Oltre 120 mila persone, per l'ennesima volta, sono costrette a fuggire. Fuggono da una città
trasformata in una terra di nessuno, dove infuriano battaglie improvvise, cecchini piazzati dietro i
muretti di quelle che un tempo erano case povere ma dignitose, squadre di giovanissimi armati di
kalashnikov nuovi di zecca, il viso nascosto dalle kefie rosse e nere, decisi a imporre un emirato
dominato e regolato dalla sharia più radicale. "Anche noi abbiamo i nostri talebani", commentano
sarcastici e rassegnati i grandi notabili e i ricchi commercianti da tempo ripiegati a Nairobi. Il
Kenya è allarmato. Teme che la spinta degli Al Shabab possa varcare i suoi confini. L'Italia, in uno
slancio di ottimismo, ha annunciato la prossima apertura di un'ambasciata. Ma sa bene, sulla base
dei resoconti forniti dalla nostra intelligence, che si tratta solo di una nobile intenzione.
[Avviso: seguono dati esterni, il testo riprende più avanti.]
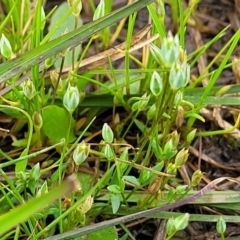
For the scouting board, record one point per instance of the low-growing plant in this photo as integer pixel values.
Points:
(46, 77)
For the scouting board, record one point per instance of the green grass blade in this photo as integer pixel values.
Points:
(15, 216)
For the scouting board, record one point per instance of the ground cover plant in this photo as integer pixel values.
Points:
(101, 118)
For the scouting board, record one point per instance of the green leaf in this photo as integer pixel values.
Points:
(107, 233)
(56, 123)
(116, 201)
(68, 24)
(132, 180)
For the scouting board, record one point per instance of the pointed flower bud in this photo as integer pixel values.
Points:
(71, 98)
(181, 158)
(196, 178)
(5, 47)
(107, 133)
(179, 75)
(156, 84)
(100, 10)
(80, 153)
(86, 205)
(28, 89)
(168, 54)
(76, 11)
(37, 120)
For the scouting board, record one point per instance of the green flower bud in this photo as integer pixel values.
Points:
(159, 8)
(181, 158)
(86, 205)
(143, 102)
(151, 112)
(50, 61)
(221, 225)
(99, 11)
(180, 116)
(181, 221)
(196, 178)
(81, 153)
(191, 136)
(154, 186)
(172, 169)
(71, 98)
(5, 47)
(170, 228)
(76, 11)
(56, 81)
(107, 133)
(178, 98)
(109, 153)
(28, 89)
(175, 139)
(179, 75)
(156, 84)
(37, 120)
(168, 54)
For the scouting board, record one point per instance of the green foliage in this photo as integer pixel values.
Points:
(52, 110)
(59, 118)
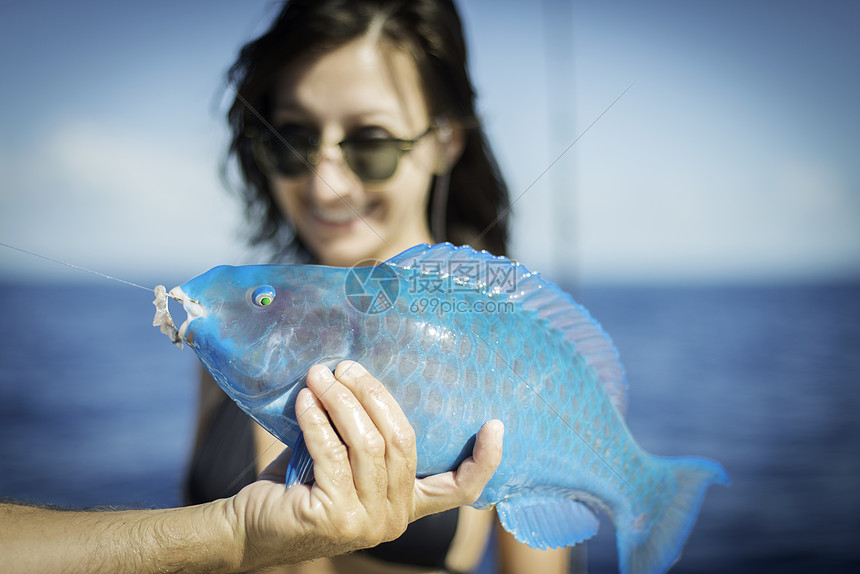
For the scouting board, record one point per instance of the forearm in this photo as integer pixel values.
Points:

6. La realtà, sul terreno, spinge al pessimismo. Ieri mattina, al termine dell'ennesima battaglia tra i
vicoli di Mogadiscio, sono rimasti tra la polvere di un'estate caldissima i corpi di otto persone. Uno
apparteneva al capo della polizia. La notizia è stata confermata dal portavoce del governatore, il
colonnello Abdulahi Hassan Barise: "Il colonnello Alì Said è tra le vittime. Che Dio lo accolga". Le
informazioni arrivano in modo confuso. Si è dissolta quella rete di giornalisti e stringer che ogni
giorno uscivano per strada e raccontavano al mondo quanto accadeva in Somalia. In due mesi,
sono morti in cinque. Due direttori di una delle più ascoltate radio del Paese, che pubblicava
notizie anche su un sito web e tre cronisti di altre due emittenti. Sono stati freddati mentre
tornavano a casa. Non sono rimasti vittime di una sparatoria improvvisa. Li hanno colpiti
deliberatamente alle spalle, dopo lunghe e continue minacce. Una settimana fa l'associazione dei
giornalisti somali ha gettato la spugna: "Ci stanno uccidendo uno alla volta. Basta, da oggi
smettiamo di lavorare".
A differenza dell'Iraq, l'Iraq dei momenti peggiori, non esiste un'associazione, un organismo,
qualcuno che aggiorni il numero delle vittime tra i civili. Un calcolo approssimativo parla di almeno
150 mila morti. Ma fonti indipendenti stimano che siano molti di più. La guerra, una guerra
selvaggia che concede solo rari momenti di tregua, produce enormi danni collaterali: non ci sono
medicine, le poche che arrivano attraverso l'Oms e il Pam finiscono in fretta o vengono razziate da
chi imbraccia le armi. Così il cibo. Senza un controllo sistematico le derrate vengono sequestrate e
poi rivendute al mercato nero. Le denunce si susseguono. Inutilmente. Persino le Nazioni Unite,
sollecitate a prendere delle iniziative, si tengono alla larga. Il segretario generale Ban Ki-Moon ha
chiaramente detto che "non ci sono le condizioni di sicurezza" per organizzare una nuova
missione di peace keeping.
I soli a resistere sono i soldati, pochi e male equipaggiati, del governo transitorio nazionale. Gli Al
Shabab, ben armati e ben motivati, adesso rischiano di conquistare anche le regioni a est.
Dall'inferno somalo arriva un'unica notizia confortante: le trattative per il rilascio dei 16 marinai
del rimorchiatore italiano Bucaneer sarebbero alla stretta finale.